In the Taiwanese variety show Super Sunday, the second half of each episode has a This Is Your Life-style segment where a celebrity or a local discussed their past followed by a cinematic re-enactment (usually exaggerated or serious) then a remote segment to search for the individual. However, the final result for each segment may or may not be successful.

==Parodies==

- The show was parodied in 1954 by Your Show of Shows, as "This Is Your Story". Carl Reiner played the host, surprising an uncooperative audience member played by Sid Caesar.
- Another 1954 satire, the Warner Bros. movie short So You Want to Know Your Relatives, had guest of honor Joe McDoakes (played by George O'Hanlon) being confronted by guests from his unsavory past.
- In 1955, Warner Bros. animator Friz Freleng did a sendup called This Is a Life?, hosted by Elmer Fudd and featured Bugs Bunny as the guest of honor. The cartoon also featured Daffy Duck, Granny and Yosemite Sam.
- Bob and Ray issued a 45-rpm record with a routine called "This Is Your Bed (You Made It, Now Lie in It)" on Coral (catalog number 9-61338) in 1955.
- A 1960 episode of Walt Disney Presents, "This Is Your Life, Donald Duck", was a parody tribute to Donald Duck, hosted by Jiminy Cricket.
- There was a recurring segment on the children's program Sesame Street, "Here is Your Life", which followed the show's format but featured inanimate objects — a loaf of bread, an oak tree, a tooth, a house, a shoe, and a carton of eggs — as its guests. Like most of the game show parodies on Sesame Street, the show was hosted by the Muppet character Guy Smiley; seven sketches were produced between 1972 and 1990. During Season 26 (1994–1995), two others were hosted by Sonny Friendly and the sketch was retitled as "The New Here is Your Life", featuring a storybook and a glass of milk as honorees.
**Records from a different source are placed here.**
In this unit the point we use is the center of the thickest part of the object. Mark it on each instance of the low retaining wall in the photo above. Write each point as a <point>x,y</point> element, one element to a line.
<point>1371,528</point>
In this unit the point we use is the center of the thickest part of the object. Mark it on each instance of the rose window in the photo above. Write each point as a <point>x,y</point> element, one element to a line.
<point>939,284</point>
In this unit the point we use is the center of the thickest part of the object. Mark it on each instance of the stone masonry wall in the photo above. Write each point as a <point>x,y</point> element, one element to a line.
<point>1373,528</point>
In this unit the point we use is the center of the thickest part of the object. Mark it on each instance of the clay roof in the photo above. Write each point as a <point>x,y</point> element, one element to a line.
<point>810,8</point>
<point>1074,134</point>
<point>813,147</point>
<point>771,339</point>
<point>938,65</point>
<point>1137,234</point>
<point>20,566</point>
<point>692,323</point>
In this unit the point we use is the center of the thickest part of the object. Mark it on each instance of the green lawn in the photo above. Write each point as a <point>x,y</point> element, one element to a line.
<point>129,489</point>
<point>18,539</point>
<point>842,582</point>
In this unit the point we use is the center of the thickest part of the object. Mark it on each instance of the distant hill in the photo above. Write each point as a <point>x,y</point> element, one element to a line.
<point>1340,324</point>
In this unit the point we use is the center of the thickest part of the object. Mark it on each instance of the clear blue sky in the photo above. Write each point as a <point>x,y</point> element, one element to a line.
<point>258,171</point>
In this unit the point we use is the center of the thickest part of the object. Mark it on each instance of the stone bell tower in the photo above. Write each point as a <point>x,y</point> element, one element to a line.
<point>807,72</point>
Another variant, "This Is Your Story" (1982), was a one-shot featuring Guy honoring Muppet character Forgetful Jones.
- In 1976, the game show The Price Is Right parodied the show in one of its Showcase skits, called "This Is Your Strife," featuring bloopers involving model Janice Pennington. The cast had previously rehearsed a fake skit with Pennington, then sprung the "... Strife" skit on her as a surprise.
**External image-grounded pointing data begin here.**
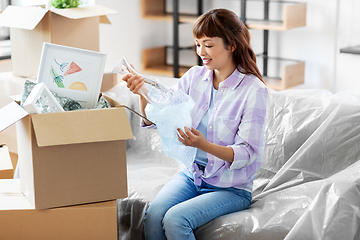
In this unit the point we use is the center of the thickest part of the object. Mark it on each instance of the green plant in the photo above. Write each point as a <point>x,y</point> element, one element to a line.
<point>65,3</point>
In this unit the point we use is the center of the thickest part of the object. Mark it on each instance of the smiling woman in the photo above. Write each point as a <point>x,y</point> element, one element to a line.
<point>227,130</point>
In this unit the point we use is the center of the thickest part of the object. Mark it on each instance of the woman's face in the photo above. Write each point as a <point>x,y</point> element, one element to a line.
<point>213,53</point>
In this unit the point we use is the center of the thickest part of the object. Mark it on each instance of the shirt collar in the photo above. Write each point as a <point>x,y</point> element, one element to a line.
<point>232,81</point>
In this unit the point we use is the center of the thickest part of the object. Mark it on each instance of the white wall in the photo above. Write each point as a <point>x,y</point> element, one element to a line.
<point>331,25</point>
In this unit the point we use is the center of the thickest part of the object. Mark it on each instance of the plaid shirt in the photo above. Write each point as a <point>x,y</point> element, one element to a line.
<point>237,120</point>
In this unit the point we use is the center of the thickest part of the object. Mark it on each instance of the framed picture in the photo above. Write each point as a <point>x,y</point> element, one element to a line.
<point>72,72</point>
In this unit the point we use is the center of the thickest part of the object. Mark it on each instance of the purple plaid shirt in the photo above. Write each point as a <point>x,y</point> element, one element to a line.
<point>237,120</point>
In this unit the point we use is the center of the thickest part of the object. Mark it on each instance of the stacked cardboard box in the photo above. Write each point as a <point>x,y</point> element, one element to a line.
<point>19,219</point>
<point>66,159</point>
<point>72,164</point>
<point>30,27</point>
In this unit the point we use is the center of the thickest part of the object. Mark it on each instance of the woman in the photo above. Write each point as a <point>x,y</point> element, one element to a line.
<point>228,130</point>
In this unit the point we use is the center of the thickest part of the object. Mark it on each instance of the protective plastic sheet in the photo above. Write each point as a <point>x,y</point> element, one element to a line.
<point>308,187</point>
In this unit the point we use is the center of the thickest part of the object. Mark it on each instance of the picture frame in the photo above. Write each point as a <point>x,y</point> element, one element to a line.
<point>72,72</point>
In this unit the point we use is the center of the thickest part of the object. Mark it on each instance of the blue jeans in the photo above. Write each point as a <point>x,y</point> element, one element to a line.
<point>181,206</point>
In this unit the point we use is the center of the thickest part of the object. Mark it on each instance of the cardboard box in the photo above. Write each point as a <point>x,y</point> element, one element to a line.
<point>30,27</point>
<point>19,220</point>
<point>109,81</point>
<point>75,157</point>
<point>6,167</point>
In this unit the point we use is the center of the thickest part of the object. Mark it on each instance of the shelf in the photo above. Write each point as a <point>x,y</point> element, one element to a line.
<point>351,50</point>
<point>154,62</point>
<point>294,15</point>
<point>292,75</point>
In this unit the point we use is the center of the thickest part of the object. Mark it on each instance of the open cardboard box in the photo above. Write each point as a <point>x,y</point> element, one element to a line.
<point>70,158</point>
<point>19,219</point>
<point>6,167</point>
<point>30,27</point>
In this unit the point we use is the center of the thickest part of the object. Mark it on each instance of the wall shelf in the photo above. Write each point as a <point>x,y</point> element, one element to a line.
<point>351,50</point>
<point>293,16</point>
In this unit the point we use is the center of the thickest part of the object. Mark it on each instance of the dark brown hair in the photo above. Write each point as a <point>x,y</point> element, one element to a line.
<point>227,25</point>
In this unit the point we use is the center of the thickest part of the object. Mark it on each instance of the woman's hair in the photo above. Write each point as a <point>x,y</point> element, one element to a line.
<point>227,25</point>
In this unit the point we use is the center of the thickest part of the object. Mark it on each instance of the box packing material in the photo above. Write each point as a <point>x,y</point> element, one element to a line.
<point>74,157</point>
<point>6,167</point>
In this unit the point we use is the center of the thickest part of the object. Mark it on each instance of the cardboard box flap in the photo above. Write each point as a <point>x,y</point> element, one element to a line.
<point>13,113</point>
<point>22,17</point>
<point>84,12</point>
<point>81,126</point>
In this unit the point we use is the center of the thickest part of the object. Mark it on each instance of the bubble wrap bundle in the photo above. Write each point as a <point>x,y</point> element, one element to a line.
<point>170,116</point>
- As a part of a 1987 Howdy Doody 40th-anniversary retrospective special, Monty Hall and Buffalo Bob Smith imagined, as a way to celebrate Howdy Doody's birthday, a spoof of "This Is Your Life" called "Your Happiest Days".
- The WWE spoofed This Is Your Life three times with Mick Foley as the host. The purpose of these segments was to bring out individuals of the guest's past that embarrassed them. The most notable of these segments occurred on September 27, 1999, with The Rock. The first of these spoofs is still the highest TV rating for a non-wrestling match in Raw's history.
- In the early 1990s, McGruff the Crime Dog was honored by Ralph Edwards in a PSA from the Ad Council with National Crime Prevention Council.
- In Season 4 of The Good Place, a parody takes place in the show's afterlife setting, called "That Was Your Life".